Je retiens mon souffle, observant leurs échanges, et je remarque la façon dont le briquet de Samuel hésite une fraction de seconde avant qu’il ne le referme d’un claquement sec. Ce son rythmé résonne comme un métronome, marquant le temps. Ma frustration envers lui se mélange à quelque chose de plus subtil que je ne peux pas vraiment nommer — de la curiosité, peut-être ? Je chasse cette pensée, me forçant à me concentrer sur les paroles de Madeleine.

Madeleine se met à raconter une anecdote amusante à propos d’un problème de costume survenu lors d’un de ses premiers rôles. Son récit vibrant fait éclater de rire Bay et arrache même un petit sourire à Becca, qui daigne lever les yeux de son téléphone pour ajouter un commentaire mordant sur les désastres vestimentaires. Peu à peu, je me détends, bien que je sente par moments le regard perçant de Samuel se poser sur moi, comme s’il essayait de me déchiffrer.

Des heures plus tard, après une journée chaotique, je me réfugie dans ma petite chambre au cœur de la suite luxueuse. Les lumières de la ville scintillent au-delà des grandes fenêtres, mais je les remarque à peine alors que je m’installe sur le lit avec mon journal. La couverture en cuir, chaude et familière, m’offre un certain réconfort tandis que je l’ouvre et que je pose mon stylo sur la page.

*« Aujourd’hui était accablant. Le plateau, le casting, la pression — tout est si intense. J’ai l’impression d’être suspendue au bord d’une falaise, à un pas de prouver que je ne suis pas à ma place ici.

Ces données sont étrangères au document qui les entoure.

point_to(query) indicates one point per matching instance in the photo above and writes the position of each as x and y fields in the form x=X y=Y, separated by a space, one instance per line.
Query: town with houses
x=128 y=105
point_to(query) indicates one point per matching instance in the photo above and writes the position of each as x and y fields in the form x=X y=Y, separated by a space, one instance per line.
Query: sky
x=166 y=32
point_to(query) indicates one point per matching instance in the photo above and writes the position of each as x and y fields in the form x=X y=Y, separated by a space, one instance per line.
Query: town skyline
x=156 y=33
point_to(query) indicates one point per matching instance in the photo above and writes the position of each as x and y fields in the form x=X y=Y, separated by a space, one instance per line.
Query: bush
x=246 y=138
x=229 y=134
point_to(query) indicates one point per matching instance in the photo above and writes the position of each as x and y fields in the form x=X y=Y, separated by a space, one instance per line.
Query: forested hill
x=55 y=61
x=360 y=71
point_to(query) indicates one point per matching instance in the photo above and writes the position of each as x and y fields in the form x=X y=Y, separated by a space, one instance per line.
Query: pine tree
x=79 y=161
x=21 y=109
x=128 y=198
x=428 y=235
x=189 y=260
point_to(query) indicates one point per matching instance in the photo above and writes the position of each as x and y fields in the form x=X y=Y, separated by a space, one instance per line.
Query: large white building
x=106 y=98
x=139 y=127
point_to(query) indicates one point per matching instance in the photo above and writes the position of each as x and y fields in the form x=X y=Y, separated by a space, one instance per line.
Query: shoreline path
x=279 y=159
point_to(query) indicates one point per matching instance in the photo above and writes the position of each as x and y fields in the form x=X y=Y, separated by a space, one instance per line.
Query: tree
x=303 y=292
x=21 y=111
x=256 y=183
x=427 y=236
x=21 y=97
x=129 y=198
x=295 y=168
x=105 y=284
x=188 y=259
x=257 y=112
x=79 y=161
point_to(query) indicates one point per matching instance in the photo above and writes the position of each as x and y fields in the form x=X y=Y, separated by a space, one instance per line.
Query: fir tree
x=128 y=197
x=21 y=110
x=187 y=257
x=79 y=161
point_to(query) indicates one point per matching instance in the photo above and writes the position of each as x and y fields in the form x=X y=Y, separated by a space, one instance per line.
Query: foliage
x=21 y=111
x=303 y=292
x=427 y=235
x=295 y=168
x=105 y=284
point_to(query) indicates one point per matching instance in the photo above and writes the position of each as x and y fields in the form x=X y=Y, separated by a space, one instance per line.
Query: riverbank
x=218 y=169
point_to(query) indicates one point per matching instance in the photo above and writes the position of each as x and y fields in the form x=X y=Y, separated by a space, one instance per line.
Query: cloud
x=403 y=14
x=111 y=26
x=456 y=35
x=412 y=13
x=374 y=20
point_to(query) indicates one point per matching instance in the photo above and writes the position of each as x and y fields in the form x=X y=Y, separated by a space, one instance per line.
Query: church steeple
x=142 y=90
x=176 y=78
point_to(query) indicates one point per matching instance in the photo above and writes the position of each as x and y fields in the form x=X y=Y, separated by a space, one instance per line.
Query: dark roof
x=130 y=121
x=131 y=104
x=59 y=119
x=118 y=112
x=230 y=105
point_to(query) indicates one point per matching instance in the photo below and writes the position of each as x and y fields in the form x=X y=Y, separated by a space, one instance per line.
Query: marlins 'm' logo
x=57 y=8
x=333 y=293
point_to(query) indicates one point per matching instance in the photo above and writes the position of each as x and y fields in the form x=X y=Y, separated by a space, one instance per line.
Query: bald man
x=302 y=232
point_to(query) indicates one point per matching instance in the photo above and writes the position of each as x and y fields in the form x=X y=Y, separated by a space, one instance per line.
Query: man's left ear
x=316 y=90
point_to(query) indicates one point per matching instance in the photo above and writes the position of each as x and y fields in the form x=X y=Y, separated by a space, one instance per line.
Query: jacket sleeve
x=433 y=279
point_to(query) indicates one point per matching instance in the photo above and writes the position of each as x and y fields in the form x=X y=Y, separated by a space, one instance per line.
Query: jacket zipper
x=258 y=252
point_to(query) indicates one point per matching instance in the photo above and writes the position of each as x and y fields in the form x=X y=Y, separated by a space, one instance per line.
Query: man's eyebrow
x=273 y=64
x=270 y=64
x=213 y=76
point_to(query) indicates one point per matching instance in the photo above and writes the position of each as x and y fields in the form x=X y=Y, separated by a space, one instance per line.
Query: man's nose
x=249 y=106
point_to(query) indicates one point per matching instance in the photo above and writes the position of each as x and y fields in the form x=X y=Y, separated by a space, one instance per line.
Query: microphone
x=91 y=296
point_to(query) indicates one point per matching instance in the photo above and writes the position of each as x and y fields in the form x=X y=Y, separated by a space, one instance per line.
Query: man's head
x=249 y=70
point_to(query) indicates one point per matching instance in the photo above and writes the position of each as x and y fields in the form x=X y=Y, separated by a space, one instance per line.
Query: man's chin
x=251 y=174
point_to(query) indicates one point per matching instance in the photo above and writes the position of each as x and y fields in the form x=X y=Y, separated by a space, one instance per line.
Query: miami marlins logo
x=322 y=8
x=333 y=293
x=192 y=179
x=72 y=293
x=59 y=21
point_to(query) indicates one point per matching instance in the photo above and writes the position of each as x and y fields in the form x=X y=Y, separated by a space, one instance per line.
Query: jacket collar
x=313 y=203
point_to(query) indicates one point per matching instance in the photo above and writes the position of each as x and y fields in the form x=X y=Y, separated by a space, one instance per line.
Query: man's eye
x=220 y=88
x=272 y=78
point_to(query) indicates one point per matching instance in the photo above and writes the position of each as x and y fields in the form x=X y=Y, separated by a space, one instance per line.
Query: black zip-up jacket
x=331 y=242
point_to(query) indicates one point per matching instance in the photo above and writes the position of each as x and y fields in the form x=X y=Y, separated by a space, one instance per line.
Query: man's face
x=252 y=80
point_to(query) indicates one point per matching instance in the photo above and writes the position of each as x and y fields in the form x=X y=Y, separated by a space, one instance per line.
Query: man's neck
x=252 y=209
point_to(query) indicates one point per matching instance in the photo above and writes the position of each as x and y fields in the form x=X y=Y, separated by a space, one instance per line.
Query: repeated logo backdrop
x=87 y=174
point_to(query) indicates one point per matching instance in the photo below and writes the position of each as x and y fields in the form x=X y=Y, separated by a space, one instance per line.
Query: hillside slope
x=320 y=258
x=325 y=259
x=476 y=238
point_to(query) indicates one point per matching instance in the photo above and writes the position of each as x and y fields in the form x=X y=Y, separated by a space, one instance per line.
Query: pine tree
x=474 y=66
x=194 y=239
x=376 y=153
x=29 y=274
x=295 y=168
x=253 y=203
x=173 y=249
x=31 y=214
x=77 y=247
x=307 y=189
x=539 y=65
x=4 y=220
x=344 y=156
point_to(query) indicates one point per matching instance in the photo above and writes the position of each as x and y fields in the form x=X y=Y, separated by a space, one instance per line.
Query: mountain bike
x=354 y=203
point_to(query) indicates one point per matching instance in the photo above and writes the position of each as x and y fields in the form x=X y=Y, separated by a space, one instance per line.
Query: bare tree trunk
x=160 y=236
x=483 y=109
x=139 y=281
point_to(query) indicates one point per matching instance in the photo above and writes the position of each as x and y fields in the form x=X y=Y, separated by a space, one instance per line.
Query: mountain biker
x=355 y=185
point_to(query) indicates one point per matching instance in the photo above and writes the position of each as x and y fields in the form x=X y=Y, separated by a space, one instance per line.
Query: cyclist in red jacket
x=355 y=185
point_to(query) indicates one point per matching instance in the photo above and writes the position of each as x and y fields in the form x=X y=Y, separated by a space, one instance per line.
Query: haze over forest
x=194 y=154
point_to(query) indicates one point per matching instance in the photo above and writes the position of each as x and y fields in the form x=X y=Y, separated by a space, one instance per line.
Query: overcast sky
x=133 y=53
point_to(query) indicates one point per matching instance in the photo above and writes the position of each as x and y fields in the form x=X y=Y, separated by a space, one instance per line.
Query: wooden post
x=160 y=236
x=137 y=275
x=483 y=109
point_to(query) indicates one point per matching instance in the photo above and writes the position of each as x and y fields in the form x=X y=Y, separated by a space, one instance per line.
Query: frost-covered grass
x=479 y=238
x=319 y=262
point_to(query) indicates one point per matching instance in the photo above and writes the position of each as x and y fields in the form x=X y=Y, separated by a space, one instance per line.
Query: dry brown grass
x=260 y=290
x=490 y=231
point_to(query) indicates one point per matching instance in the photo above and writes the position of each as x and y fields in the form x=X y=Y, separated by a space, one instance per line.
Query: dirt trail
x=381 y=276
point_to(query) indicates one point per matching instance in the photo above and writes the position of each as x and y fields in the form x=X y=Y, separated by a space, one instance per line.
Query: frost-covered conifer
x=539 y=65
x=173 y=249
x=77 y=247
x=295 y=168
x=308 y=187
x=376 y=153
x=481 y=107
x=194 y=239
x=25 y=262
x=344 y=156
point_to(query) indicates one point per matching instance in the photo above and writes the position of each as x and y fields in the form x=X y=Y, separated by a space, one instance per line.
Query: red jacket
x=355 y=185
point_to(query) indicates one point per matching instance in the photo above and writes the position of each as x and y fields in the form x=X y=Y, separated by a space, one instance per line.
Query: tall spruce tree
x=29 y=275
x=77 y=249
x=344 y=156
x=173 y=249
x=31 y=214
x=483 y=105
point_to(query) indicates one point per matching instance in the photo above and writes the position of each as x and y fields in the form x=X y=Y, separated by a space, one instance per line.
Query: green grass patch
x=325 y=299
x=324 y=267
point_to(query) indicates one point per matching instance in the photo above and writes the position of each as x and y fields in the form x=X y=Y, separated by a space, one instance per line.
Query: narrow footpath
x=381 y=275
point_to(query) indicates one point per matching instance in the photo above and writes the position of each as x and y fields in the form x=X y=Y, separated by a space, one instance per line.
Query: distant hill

Et Samuel… Il est insupportable. Mais il y a quelque chose chez lui. Quelque chose que je ne comprends pas encore, et honnêtement, je ne suis pas sûre d’en avoir envie.*

*Mais je ne laisserai rien de tout cela me faire fuir. J’ai travaillé trop dur pour abandonner maintenant. Demain, je ferai mieux. Je dois faire mieux. Je montrerai que j’ai ma place. »*

Je referme le journal et le serre contre ma poitrine, laissant échapper un long soupir tremblant. Le nœud d’anxiété dans mon estomac se relâche légèrement, remplacé par une nouvelle lueur de détermination. Demain est un autre jour, et je ne laisserai pas mes nerfs prendre le dessus.